Demographics also pose long-term economic challenges. While spending boosts growth now, the shrinking labor force could limit future expansion. By 2030, Americans over 65 will outnumber those under 18 for the first time, and the number of new jobs needed to maintain stable unemployment has fallen from 150,000 a year ago to 77,000 today, according to the Kansas City Fed.
Immigration has long been seen as a way to fill this labor gap. The Congressional Budget Office projects that immigration will account for nearly all U.S. population growth over the next decade, and even more after 2031. Yet stricter immigration policies have slowed inflows, creating what economists call a “demographic wall.” Joseph Brusuelas, chief economist at RSM, warned that without replacement populations, the retirement of baby boomers will strain the economy.
Despite these concerns, some analysts argue the negative outlook is overstated. People are living longer and staying healthier, effectively extending working lives. Goldman Sachs noted that a 70-year-old today has the functional capacity of a 53-year-old in 2000, helping mitigate labor shortages.

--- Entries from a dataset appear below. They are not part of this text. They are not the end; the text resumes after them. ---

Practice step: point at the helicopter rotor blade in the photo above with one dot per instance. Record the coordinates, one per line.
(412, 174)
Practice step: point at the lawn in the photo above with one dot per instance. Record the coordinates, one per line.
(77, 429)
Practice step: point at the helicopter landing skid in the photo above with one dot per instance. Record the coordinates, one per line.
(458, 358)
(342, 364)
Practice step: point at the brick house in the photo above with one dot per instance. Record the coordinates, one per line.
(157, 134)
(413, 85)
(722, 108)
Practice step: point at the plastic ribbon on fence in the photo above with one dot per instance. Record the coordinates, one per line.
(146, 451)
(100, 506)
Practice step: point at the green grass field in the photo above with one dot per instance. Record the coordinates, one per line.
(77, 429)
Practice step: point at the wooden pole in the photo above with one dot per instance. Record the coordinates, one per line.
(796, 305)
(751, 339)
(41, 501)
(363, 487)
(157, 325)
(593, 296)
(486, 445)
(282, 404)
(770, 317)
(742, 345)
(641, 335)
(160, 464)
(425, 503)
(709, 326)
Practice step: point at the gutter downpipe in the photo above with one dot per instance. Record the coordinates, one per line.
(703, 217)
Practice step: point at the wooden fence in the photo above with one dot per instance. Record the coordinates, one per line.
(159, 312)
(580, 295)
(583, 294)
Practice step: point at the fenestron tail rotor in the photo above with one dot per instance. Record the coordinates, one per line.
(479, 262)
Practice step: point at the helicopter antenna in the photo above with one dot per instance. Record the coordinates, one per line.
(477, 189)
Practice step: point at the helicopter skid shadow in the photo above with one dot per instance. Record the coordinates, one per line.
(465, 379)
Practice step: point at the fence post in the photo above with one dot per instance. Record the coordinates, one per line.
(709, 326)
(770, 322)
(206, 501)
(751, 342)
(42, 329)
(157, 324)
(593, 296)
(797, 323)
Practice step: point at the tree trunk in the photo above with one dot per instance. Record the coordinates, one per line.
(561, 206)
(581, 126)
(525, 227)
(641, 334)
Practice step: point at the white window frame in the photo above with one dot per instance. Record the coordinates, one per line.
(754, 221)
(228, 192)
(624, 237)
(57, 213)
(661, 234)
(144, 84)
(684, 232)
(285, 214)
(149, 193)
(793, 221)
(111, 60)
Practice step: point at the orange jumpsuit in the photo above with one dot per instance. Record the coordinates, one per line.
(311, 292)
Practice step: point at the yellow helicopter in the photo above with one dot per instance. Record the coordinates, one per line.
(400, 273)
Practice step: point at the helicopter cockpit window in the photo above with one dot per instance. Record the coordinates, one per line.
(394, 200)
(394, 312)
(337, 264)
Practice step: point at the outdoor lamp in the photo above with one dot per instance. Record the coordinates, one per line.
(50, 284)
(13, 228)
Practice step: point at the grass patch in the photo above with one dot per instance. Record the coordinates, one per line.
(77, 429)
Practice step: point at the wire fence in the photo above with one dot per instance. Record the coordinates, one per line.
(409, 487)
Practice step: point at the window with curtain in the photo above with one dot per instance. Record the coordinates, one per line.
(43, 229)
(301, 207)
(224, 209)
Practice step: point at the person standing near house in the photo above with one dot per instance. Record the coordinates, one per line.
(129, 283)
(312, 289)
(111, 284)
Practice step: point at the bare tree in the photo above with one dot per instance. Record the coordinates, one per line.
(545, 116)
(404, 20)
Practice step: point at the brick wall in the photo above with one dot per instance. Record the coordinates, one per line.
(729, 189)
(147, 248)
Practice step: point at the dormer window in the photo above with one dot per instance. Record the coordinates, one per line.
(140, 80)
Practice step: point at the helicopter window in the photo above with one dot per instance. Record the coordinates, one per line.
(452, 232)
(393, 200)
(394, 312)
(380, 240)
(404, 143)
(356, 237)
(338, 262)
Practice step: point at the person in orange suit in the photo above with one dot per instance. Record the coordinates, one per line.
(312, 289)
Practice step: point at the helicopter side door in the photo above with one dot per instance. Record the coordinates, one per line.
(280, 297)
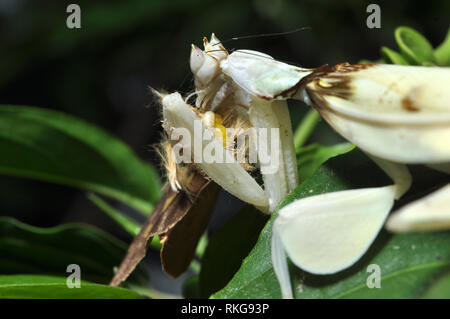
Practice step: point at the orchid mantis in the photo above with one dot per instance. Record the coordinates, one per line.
(396, 114)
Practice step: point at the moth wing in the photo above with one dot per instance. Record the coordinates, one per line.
(327, 233)
(429, 213)
(261, 75)
(399, 113)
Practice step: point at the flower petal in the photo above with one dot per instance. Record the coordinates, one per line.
(431, 212)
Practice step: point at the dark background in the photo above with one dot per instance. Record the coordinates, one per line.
(102, 71)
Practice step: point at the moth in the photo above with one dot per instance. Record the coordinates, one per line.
(397, 115)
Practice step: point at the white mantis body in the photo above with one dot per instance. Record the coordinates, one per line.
(396, 114)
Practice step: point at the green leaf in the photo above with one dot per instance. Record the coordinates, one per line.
(27, 249)
(442, 52)
(47, 287)
(55, 147)
(310, 157)
(393, 57)
(305, 128)
(126, 222)
(191, 288)
(408, 262)
(415, 47)
(227, 248)
(439, 289)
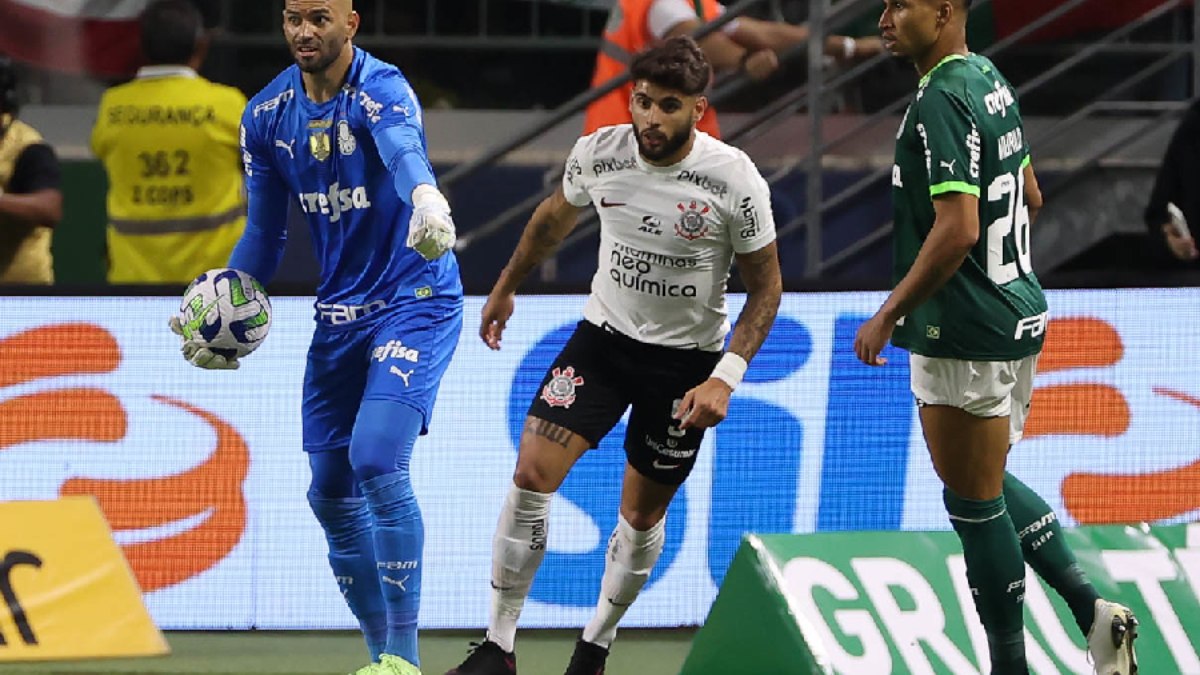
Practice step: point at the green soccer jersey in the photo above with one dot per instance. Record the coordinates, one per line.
(963, 133)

For investors, this demographic trend benefits healthcare stocks. Demand for services is structural, not cyclical, meaning it is largely unaffected by recessions or monetary policy shifts.
Ultimately, while the aging population presents challenges for labor supply and inflation management, it also creates durable growth opportunities in healthcare. As Schmid emphasized, Washington may shape policy, but it cannot legislate away the reality of an older, longer-living population.
In short, healthcare spending is a double-edged sword: a key engine for the economy, but also a persistent driver of inflation that the Fed cannot easily tame.